Итак, опуская эти подробности, мы оказываемся в мире, безопасности которого уже ничто не угрожает. Это означает, что причины, по которой мы отправились в прошлое, больше не существует. Значит, в этом мире в этот момент А мы не отправимся в прошлое, в момент Б, и не предотвратим причину, – профессор внимательно посмотрел на Мишу, чтобы убедиться, что эти рассуждения ему понятны. Гненашев вдохновленно смотрел на него, не отрывая взгляда. – Что же в итоге: предотвратили мы причину или нет? Будет ли разрушен озоновый слой в том мире, где мы окажемся?

Гненашев не ответил на очевидно риторический вопрос. Он выглядел растерянным. Но Отрадинский знал, что тот его слушает, что ему нравится его слушать. Это знание тешило его самолюбие, и он продолжил рассказывать.

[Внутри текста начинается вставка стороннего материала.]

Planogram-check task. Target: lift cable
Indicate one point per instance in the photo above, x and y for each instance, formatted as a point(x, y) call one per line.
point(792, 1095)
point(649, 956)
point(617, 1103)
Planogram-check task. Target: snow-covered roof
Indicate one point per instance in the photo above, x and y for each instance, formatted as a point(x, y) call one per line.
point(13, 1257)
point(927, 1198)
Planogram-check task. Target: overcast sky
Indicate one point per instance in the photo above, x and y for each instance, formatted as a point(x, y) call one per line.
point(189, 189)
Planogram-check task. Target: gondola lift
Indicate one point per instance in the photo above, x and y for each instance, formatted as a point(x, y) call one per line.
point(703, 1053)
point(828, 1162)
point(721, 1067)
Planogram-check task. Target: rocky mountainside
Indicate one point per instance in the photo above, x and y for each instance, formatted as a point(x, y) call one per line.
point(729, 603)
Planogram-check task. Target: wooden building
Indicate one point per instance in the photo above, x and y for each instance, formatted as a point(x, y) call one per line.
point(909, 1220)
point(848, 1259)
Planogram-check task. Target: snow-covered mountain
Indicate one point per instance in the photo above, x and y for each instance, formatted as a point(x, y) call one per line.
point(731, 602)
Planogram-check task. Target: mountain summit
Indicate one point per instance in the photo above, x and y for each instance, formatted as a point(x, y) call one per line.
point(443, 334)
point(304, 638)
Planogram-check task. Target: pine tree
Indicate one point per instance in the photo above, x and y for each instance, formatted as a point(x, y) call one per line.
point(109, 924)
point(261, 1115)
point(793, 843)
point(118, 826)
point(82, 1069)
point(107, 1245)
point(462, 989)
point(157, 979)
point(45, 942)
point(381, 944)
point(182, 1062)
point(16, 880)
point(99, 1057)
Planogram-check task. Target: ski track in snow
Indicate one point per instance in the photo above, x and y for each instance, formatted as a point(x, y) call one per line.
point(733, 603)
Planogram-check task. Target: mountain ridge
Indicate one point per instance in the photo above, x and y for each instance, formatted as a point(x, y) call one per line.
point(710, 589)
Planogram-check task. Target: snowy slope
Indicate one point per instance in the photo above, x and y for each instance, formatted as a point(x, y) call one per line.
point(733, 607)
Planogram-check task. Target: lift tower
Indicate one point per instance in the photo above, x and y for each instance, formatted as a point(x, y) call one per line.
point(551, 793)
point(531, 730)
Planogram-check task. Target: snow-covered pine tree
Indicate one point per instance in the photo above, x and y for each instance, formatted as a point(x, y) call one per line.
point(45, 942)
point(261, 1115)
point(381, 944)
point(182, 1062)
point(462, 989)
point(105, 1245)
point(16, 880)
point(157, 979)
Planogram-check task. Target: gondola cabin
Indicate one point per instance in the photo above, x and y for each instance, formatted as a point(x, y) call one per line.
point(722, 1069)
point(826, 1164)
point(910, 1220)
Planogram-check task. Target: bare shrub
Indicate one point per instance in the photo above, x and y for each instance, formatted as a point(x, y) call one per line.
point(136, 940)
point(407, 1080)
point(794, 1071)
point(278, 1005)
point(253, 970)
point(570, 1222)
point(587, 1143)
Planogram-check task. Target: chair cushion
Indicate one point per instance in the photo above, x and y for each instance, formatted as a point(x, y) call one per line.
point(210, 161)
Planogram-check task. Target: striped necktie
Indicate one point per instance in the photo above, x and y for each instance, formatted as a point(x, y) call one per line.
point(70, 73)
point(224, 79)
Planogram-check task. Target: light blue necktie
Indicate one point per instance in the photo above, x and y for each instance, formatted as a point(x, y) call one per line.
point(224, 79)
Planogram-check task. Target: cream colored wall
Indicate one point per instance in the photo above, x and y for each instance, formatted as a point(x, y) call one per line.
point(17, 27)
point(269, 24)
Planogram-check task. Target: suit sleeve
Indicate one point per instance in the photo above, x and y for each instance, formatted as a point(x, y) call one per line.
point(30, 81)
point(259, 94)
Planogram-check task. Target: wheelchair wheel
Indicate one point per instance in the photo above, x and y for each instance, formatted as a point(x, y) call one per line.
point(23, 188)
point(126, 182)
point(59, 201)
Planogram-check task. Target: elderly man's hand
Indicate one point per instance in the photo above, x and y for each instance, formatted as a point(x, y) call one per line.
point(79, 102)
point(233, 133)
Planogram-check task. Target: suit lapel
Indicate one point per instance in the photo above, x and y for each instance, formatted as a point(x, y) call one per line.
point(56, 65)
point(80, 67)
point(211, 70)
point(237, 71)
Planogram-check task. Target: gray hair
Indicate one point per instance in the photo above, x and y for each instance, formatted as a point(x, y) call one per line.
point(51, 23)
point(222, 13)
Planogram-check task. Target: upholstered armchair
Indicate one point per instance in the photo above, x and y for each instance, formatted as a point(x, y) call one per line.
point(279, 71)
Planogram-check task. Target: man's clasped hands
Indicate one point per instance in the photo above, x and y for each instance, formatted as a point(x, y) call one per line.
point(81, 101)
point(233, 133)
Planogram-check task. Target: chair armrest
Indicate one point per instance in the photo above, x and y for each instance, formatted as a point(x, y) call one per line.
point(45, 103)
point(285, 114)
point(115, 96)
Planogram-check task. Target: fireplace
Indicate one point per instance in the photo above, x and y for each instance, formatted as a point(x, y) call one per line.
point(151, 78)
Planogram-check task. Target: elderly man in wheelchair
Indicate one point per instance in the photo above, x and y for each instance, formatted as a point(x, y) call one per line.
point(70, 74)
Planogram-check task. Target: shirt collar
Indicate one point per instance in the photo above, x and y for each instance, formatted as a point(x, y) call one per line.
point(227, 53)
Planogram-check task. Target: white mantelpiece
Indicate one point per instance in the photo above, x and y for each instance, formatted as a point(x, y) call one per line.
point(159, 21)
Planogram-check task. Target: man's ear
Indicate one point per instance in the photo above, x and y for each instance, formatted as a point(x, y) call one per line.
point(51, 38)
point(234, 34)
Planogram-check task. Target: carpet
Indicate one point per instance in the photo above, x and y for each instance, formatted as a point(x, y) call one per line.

– Вот еще: парадокс Полчинского. Бильярдный шар попадает во временной тоннель и перемещается в прошлое. Он сбивает с курса катящуюся к порталу прошлую версию самого себя и предотвращает попадание. Дальнейший ход рассуждений тебе уже понятен. В общем, приведенные мною примеры очень схожи, – чем дольше профессор говорил, тем увлеченнее становился его тон. – Представь еще, что мы все-таки создадим машину времени. Я решу взять чертежи, вернуться в прошлое и передать их самому себе, но на двадцать – тридцать лет моложе. У двадцатилетнего меня будут чертежи, и через двадцать лет я снова вернусь в прошлое и передам молодому себе чертежи – и так по кругу. В итоге: откуда же взялись эти чертежи, кто их сделал? Ведь я их не делал: зачем, если в двадцать лет у меня появились готовые?

Они вышли из вагона. Поток людей вынес их из-под земли под светлое небо.

– Вот, что интересно, Миша, – если путешествия во времени возможны, то где же туристы из будущего?

Гненашев тяжко вздохнул.

– Но больше всего меня волнует вот что, – воодушевленно продолжал рассказывать Отрадинский, – если я создам машину времени, возьму с собой пистолет и перемещусь в прошлое – всего на пять минут назад, и убью раннюю версию себя, что тогда произойдет? Если я уже убит, я не смогу переместиться во времени, это значит, что все-таки я себя не убил. Если я жив, я могу переместиться в прошлое и себя убить. В конце концов, если я убью прошлую версию себя, что случится со мной настоящим в этот момент – быть может, я исчезну? Но куда же я денусь, в конце концов?

– Зачем же вам в прошлом убивать себя? – неожиданно удивленно спросил Гненашев.

– Незачем, но в теории я могу это сделать, – невозмутимо ответил Отрадинский. – Или, быть может, не могу – уж слишком это противоречит логике. Если же не могу, что должно мне помешать?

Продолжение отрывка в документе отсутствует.